Pollution Threat To Peking Man

Travel & Leisure

  • Author Ronald Biggs
  • Published August 6, 2012
  • Word count 635

Yu Xiaoxuan, a senior official with Beijing's Environmental Protection Bureau, stresses that the city has made significant progress in tackling its dirty air. Reliance on coal has been brought down to just half of its energy needs, compared with the 75 percent average nationwide. By 2007, energy-efficiency savings and fuel substitutions should have reduced the share of coal in Beijing's energy mix substantially further, to 20 percent.

One of Beijing's three largest power plants is a hydropower station built in the mid-1990s. The other two burn coal, but use modern, imported technology to raise efficiency and reduce harmful emissions. All these provide the better condition for China tourism. Beijing has also been at the forefront of exploring renewable energy resources. A number of institutions, such as the Xinqiao Hotel and the Friendship Hospital, have swapped coal-fired heating systems for geothermal ones, which draw nature- rally hot water for heating from deep beneath the city and then return it.

Beijing, like the rest of China, still has a long way to go, however. Raising the efficiency of power plants is one thing. Because the power sector remains a state monopoly with clear lines of authority upgrading technology is relatively straightforward. Making factory boilers more efficient is another matter, says Liu Xue, an economist at Peking University's Guanghua School of Management. State-of-the-art technology has a harder time reaching factories, he says, because foreign sellers have no single authority to ga to with their wares.

Returning to the broader energy issue, it should be noted that, faced with average monthly increases in electricity demand of some 15 percent in recent years, the government have striven to keep pace. In 2003, a total of 29.65mn KW of power generating capacity was added, while construction was underway of a large number of new power generation projects with a further total capacity of30mn KW. But, a report from the Development Research Center of the State Council (DRCSC), released in December 2003, warned that the nation would face 'potentially fierce challenges in the energy field during the next 20year¡¯s which would be critical to China realizing its goal of industrialization.

Heavy industries, such as steel, construction and chemicals, will continue to be the main sources of demand. Despite predictions that the total energy consumption in industrial fields will decrease from 72.7 percent in 2000 t0 56.7-58.7 percent of the total in 2020, industry will remain as the largest energy-consumption sector in the years to come, the report shows. The energy consumption on transportation and construction will also increase by 0.5 percent and io percent respectively, compared with that in 2000.

China has become the second largest energy-consuming country in the world, with 1.48bnronnes of standard mine coal used in 2002, but one of its biggest problems is the inefficient way that the country's energy resources are being used compared to the world's major industrial powers. The energy consumption per product involving heavy industries, for example, was 4-7 percent higher than the world average in 2001, while a Greenpeace China report issued in 1999 claimed that China in general used seven times more energy to produce one dollar of gross domestic product. Therefore, Beijing tour become one of the most sensible choice for travel enthusiatists. It was perhaps significant that, faced with power blackouts, in late 2003, Shanghai immediately targeted small factories, such as those producing chemical fertilizer, for temporary closure to help ease pressures on the local power grid.
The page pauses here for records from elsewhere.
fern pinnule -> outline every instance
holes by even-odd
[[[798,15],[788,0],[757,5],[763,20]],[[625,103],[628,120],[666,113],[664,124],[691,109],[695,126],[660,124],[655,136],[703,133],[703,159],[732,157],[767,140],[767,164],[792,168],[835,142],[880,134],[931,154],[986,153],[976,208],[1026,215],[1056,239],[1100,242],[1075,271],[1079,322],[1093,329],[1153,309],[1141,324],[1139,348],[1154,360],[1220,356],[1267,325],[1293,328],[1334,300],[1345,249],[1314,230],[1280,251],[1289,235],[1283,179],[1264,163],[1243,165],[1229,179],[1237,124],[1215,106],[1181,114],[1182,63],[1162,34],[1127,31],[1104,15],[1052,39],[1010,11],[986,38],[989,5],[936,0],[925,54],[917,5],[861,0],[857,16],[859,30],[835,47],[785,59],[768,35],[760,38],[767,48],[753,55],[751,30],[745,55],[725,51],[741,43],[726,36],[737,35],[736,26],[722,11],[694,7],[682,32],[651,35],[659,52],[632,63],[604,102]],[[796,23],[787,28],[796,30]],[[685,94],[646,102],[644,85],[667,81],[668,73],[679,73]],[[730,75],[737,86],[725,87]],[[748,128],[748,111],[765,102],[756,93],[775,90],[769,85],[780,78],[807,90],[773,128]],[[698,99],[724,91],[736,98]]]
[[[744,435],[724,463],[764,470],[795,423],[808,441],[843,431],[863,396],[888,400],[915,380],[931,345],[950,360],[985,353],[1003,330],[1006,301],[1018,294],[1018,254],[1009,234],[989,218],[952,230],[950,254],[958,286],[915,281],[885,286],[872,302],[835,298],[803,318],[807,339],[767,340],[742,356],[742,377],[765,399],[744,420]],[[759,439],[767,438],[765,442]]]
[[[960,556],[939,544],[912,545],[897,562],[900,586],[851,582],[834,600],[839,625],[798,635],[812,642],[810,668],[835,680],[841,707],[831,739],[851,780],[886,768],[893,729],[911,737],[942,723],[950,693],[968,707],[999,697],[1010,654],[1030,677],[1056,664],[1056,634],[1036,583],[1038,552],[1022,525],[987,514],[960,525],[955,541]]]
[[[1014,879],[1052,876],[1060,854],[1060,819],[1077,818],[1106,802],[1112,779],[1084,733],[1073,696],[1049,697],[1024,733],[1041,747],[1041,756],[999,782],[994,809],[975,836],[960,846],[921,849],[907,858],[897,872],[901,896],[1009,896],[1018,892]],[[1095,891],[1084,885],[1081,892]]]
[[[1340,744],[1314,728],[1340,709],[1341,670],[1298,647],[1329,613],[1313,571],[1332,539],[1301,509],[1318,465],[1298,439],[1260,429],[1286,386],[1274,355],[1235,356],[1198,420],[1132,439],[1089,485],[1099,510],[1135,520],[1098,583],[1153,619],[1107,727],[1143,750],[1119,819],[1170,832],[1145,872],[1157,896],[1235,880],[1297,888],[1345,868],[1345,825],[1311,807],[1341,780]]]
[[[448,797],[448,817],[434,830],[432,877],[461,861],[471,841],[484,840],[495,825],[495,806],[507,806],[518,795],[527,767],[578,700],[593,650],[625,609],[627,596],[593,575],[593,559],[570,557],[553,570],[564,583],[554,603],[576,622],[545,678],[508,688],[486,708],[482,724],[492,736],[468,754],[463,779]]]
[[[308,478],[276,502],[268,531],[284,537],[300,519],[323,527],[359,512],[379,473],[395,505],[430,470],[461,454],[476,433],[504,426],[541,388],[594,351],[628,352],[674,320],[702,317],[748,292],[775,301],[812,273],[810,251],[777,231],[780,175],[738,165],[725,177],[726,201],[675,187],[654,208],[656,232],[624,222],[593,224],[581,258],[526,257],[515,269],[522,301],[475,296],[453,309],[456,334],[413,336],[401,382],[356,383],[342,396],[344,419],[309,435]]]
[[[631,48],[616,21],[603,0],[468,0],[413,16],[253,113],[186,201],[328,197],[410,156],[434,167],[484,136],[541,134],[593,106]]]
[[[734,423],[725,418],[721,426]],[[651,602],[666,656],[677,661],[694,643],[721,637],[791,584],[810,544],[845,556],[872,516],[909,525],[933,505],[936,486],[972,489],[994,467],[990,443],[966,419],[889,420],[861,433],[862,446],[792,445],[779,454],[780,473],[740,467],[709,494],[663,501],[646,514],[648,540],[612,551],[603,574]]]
But even with big improvements in industrial efficiency, the rapid growth of industry, fuelled by huge amounts of foreign investment, will continue to soak up every kilowatt the electricity industry can produce. Inevitably, that means more coal being consumed. Oil is an obvious option, but given the state of oil exploration and development, that would mean heavy dependency on imports, which China would be reluctant to countenance from a strategic and budgetary point of view.

I'm a student of one famous university. Recently, I had some feelings that I think I must share with you. Before I had heard some negative things about China Beijing tours. For I had finish my beijing airport layover tour for about one month, I have to say that China is a green country, they pay much attention to protecting environment.